For retail businesses, installing an ATM on site can result in increased foot traffic and higher revenue while reducing the chances for fraudulent checks, insufficient funds, and credit card fees.

ATM Keypad 2 by catatronic, on Flickr
ATM Keypad 2” (CC BY-SA 2.0) by  catatronic

How much does an ATM machine cost?

There are a variety of factors that can affect the total cost of an ATM when you want to purchase one outright.  On average, a pretty good machine can cost anywhere from as little as $2,000 to more than $15,000.  The costs will depend on the level of security features, the size of the screens, how many notes it can hold and its level of technology.   The best sellers, in most cases, will be in the $2,000 to $3,500 range.

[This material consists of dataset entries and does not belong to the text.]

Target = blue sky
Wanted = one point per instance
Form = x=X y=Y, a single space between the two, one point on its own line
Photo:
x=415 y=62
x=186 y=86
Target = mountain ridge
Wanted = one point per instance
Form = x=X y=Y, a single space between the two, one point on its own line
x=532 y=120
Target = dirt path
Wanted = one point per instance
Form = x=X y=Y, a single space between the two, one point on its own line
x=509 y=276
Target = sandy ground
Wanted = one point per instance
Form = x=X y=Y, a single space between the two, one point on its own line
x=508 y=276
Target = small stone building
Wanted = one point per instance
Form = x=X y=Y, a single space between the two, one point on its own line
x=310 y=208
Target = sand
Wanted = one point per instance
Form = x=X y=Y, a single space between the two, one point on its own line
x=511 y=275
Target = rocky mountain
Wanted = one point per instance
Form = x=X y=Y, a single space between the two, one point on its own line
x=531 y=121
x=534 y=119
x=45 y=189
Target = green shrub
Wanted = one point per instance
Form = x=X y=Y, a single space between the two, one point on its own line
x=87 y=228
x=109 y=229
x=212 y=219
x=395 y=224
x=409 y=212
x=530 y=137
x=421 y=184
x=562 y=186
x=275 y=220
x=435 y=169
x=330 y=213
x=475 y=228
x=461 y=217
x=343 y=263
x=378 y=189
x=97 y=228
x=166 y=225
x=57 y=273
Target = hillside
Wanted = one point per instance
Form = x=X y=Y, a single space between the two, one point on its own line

For instance, if you were to purchase an ATM that uses a basic keypad with a dial-locking safe that connects to a phone line, then the costs could be much less than a touchscreen with a WiFi connection, according to FitSmallBusiness.com.

If you don’t $5,000 to start off with, then highly consider an ATM placement or partnership.  An ATM placement, for example, is when the ATM provider will do the majority of the work, from purchasing the machine to paying to have it installed.  They will also manage the cash and even ship it to your business.  With this type of agreement, you will have to pay the provider up to $0.50 to $1 per transaction since they are doing most of the work.  The other issue, however, is that a placement is guaranteed since most companies will want to see a minimum amount of transactions before they work with you, usually around 250 to 400 transactions per month.  If you don’t do a lot of transactions, then you may be able to find a partner, but the transaction costs will be about 50 percent more than average.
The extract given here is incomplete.